ほほえみについて、明治二十三年に来日したラフカディオ・ハーン、小泉八雲は興味深いことを述べています。

なんでも八雲の友人が、横浜で馬に乗っていて、空の人力車と衝突してしまったらしいのです。

俥の一方の梶棒が、馬の肩にぶつかったのだそうです。

車夫に怪我はなかったらしいのですが、馬の肩から血が流れていて、カッとなってしまい、持っていた鞭の柄で車夫の頭をゴツンと殴ってしまったというのであります。

すると、その車夫は、じっとその人を見つめて、微笑みを浮かべてお辞儀したというのです。

友人は

「今でも、あの『微笑』を思い浮かべることができますよ」

というのでありました。

その後友人が八雲に語ったことばが実に興味深いものなのです。

『新編 日本の面影』(角川ソフィア文庫、池田雅之訳)から引用します。

更にその友人は、

「あの時ばかりは、反対に、まるで私がごつんと殴られたような気がしたよ。

あの微笑に私はすっかり参ってしまって、一瞬の内に怒りがすべて消えてしまいました。

それはねえ、実に礼儀正しい微笑といえるものだったんです。

だけどあの微笑には、どんな意味があったんだろう。

怒りに駆られた私が、どうしてあの男を微笑ませることができたんだろうか。

私にはわからないのです」

というのでした。

八雲自身も「その時は、私にもその意味がわからなかった。」と書かれています。

そして、更に「しかし現在では、例の話の時よりもずっと、あの不思議な微笑の意味が、わかるようになった。

日本人は死に直面したときでも、微笑むことができる。現にそうである。

しかし、死を前にして微笑むのも、その他の機会に微笑むのも、同じ理由からである。微笑む気持ちには、挑戦の意味合いもなければ、偽善もない。

従って、われわれが性格の弱さに由来すると解釈しがちな、陰気なあきらめの微笑と混同してはならない。」と指摘しています。

そこで八雲は、

「日本人の微笑は、念入りに仕上げられ、長年育まれてきた作法なのである。それはまた、沈黙の言語でもある。」

と書かれています。

そこから八雲の日本人のほほえみについての考察が深まります。

「日本人の微笑を理解するには、昔ながらの、あるがままの、日本の庶民の生活に立ち入る必要がある。

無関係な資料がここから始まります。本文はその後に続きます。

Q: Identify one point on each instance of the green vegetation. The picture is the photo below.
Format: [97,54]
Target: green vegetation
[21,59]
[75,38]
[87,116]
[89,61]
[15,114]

西洋かぶれの上流階級からは、なにも学び取ることはできない。」

と書かれています。

すでに上流階級の人たちには、日本人固有の微笑は失われていたのかもしれません。

更に「日本の子供なら、生まれながらに備わつている、微笑を生む暖かい心根は、家庭教育すべての全期間を通して養われる。しかもそのやり方は、手をついてする丁寧なお辞儀と同じように教えられる。」

というように日本人の微笑は長年にわたって躾けられてきたものだということが分かります。

ごく基本的な礼儀であり、作法のようなものなのです。

八雲の考察を更にみてゆきましょう。

「相手にとっていちばん気持の良い顔は、微笑している顔である。

だから、両親や親類、先生や友人たち、また自分を良かれと思ってくれるひとたちに対しては、いつもできるだけ、気持ちのいい微笑みをむけるのがしきたりである。

そればかりでなく、広く世間に対しても、いつも元気そうな態度を見せ、他人に愉快そうな印象を与えるのが、生活の規範とされている。

たとえ心臓が破れそうになっていてさえ、凛とした笑顔を崩さないことが、社会的な義務なのである。

反対に、深刻だったり、不幸そうに見えたりすることは、無礼なことである。

好意を持ってくれる人々に、心配をかけたり、苦しみをもたらしたりするからである。」

八雲の目に映った明治の頃の日本人は、そのようにほほえみを絶やさない人たちだったのでした。

八雲は、「こうして幼い頃から、義務として身につけさせられた微笑は、じきに本能とみまがうばかりになってしまう。

最下層の小作人ですら、内面的な悲しみや、苦痛や怒りを表情に表すことは、滅多に有益でなく、大抵は相手に悪印象を与えるだけだと心得ている。」

と書いています。

いつ頃から日本人はほほえまないで、無愛想な表情になってしまったのでしょうか。

松居桃樓さんという方は、『微笑む禅』という本の中で、

「悟りの境地に達した人というのは、「いつでも、どこでも、なにものにも、ほほえむことができる人」と説かれています

そして、仏教の教えを次のようにまとめられました。

一粒でも播くまい、ほほえめなくなる種は
どんなに小さくても、大事に育てよう、ほほえみの芽は
この二つさえ、絶え間なく実行してゆくならば、
人間が生まれながらに持っている、
いつでも、どこでも、なにものにも、ほほえむ心が輝きだす
人生で、一ばん大切なことのすべてが、この言葉の中に含まれている

というものです。

ほほえめなくなる種は、いろいろあります。

たとえば殺生です。

人の命を奪うことはもちろんのこと、むやみに殺生することはほほえめなくなる種です。

人の物を盗むことも、人を傷つける言葉を口にすることもそうです。

要は、自分がされたらいやだと思うことをしてしまうことです。

そのようなことはしないようにすることです。

ほほえみの種はというと、それは皆が心に持っています。

小泉八雲が指摘されたように、かつての日本人はどんな時であっても、ほほえむことができたのです。

いつでもどこでも誰にでもほほえむように務めることこそ、ほほえみの種をまくことであります。